The rule in chapter 16, section 4, in MB states (authors translation): Permission for a wind power plant may only be given if the municipality in which the facility is intended to be, approves.7

This is called the "municipal veto" (we will refer to this as the approval, denial, rejection or veto interchangeably). To get a permit an active and positive decision from the (municipal) City Council is required. It gives the municipality an option to reject applications without the developer being given the opportunity for reconsideration. Also, the municipality does not need to qualify why they reject a project proposal. In addition, there is no time limit set for the municipal decision-making process concerning this matter.

For all the above reasons, the municipal veto has endured sharp criticism from some media and wind power developers.8 In many cases, the veto will be announced late in the process, which means that resources added during the design and environmental assessment phases may be lost (Energimyndigheten, 2021). In many cases, the experienced unpredictability of the municipalities' decision- making causes great uncertainty and financial loss for the stakeholders.

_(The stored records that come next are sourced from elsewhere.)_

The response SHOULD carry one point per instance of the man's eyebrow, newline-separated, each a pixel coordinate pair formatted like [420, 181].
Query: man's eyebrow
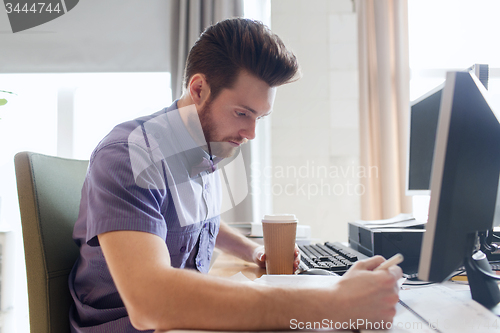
[255, 112]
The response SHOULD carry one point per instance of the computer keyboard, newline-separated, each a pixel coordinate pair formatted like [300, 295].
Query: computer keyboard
[331, 256]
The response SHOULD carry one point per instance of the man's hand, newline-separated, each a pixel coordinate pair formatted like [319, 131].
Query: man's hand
[259, 257]
[367, 294]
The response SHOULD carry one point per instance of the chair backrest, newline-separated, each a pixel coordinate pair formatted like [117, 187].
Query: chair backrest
[49, 190]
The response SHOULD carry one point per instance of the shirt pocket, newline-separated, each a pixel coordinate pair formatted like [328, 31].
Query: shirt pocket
[180, 246]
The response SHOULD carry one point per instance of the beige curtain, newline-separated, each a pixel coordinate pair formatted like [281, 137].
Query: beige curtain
[384, 105]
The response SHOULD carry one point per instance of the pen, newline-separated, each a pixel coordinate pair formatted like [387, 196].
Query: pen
[394, 260]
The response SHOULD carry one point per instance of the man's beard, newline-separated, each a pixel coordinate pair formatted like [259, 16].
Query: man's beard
[218, 147]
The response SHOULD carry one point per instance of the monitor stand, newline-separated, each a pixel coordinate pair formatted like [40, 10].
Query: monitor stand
[484, 289]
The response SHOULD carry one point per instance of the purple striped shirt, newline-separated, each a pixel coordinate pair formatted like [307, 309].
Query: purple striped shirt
[116, 198]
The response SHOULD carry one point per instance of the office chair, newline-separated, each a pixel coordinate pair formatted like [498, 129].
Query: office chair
[49, 190]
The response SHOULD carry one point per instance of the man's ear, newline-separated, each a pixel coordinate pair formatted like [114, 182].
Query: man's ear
[199, 90]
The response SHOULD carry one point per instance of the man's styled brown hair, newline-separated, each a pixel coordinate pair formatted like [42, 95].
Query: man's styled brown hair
[232, 45]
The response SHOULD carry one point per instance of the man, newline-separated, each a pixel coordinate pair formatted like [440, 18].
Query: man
[151, 201]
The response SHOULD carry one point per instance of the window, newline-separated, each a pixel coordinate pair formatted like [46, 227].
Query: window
[450, 35]
[47, 112]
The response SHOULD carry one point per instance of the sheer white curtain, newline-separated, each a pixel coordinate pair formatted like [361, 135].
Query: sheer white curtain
[384, 105]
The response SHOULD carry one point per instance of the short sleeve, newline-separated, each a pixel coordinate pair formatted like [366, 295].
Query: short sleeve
[118, 199]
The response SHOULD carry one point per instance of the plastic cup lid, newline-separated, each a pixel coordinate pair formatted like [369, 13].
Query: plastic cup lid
[279, 218]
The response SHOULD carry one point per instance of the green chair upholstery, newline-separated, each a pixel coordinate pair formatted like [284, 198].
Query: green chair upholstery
[49, 190]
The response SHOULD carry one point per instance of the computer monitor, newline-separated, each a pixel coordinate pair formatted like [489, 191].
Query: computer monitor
[424, 114]
[464, 184]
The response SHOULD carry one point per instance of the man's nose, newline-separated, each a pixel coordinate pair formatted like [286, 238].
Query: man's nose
[249, 131]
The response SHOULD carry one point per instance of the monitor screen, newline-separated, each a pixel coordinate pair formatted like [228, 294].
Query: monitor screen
[464, 180]
[424, 114]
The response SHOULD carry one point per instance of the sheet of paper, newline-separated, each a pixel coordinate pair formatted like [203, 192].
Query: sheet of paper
[395, 219]
[305, 281]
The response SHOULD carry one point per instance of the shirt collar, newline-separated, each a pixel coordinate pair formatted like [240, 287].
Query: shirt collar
[198, 160]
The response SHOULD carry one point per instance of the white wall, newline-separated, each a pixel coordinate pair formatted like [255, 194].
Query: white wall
[315, 131]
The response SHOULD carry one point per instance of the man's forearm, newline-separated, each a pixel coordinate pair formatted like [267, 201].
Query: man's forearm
[231, 241]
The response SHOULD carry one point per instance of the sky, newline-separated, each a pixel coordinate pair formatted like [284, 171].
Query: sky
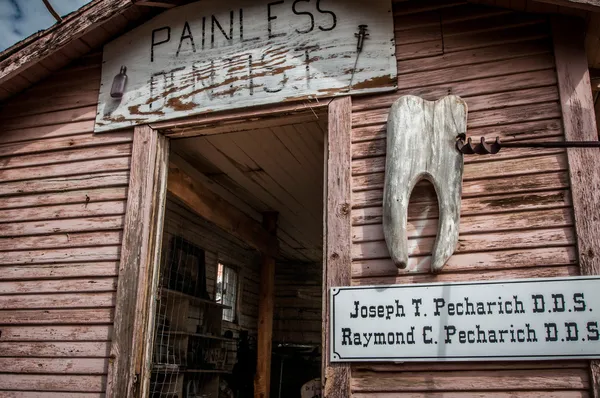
[21, 18]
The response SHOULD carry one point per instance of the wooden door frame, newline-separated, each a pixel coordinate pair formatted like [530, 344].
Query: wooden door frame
[131, 349]
[140, 256]
[579, 123]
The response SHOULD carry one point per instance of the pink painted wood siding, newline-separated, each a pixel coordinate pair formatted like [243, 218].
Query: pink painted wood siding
[62, 203]
[516, 216]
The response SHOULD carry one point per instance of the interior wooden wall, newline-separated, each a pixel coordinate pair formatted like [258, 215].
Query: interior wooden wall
[219, 247]
[516, 216]
[62, 204]
[297, 313]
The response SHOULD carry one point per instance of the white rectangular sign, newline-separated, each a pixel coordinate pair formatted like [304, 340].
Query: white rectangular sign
[217, 55]
[532, 319]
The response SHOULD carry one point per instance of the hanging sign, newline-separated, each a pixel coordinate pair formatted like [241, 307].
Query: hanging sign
[534, 319]
[217, 55]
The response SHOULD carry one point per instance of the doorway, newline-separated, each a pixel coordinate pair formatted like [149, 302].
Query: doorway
[207, 318]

However, there are also supporters of the municipal veto. Local Social Democratic politicians in Åre, Berg and Härjedalen, believe that a removal of the veto would undermine the municipal self- government and strengthen the imbalance between city and country. The local context may not be conducive to wind power development, and thus local resistance may reflect legitimate concerns. Reducing the municipal self-government by removing municipal veto also risks undermining the confidence in the local democracy (ÖP, 2020). According to the Sweden Democrats in Avesta, wind turbines have a large significant local consequence, such as corrupted values of nature and culture

7 Miljöbalk (1998:808): 4 § Tillstånd till en anläggning för vindkraft får endast ges om den kommun där anläggningen avses att uppföras har tillstyrkt det. 8 For example, Svensk Vindenergi (2020) implies that the Environmental Code have to be changed so that the municipalities do not use their veto rights for economic gain. Among other critique is the lack of decision criteria, requirements for justification and the absence of a time limit. These are all reasons why Svensk Vindenergi (2020) support the possibility of removing the municipal approval requirement. For example, Avesta (2021) reports that investors had wished that the municipality asked for supplements in the form of suggestions for adaptations of wind power before using its veto.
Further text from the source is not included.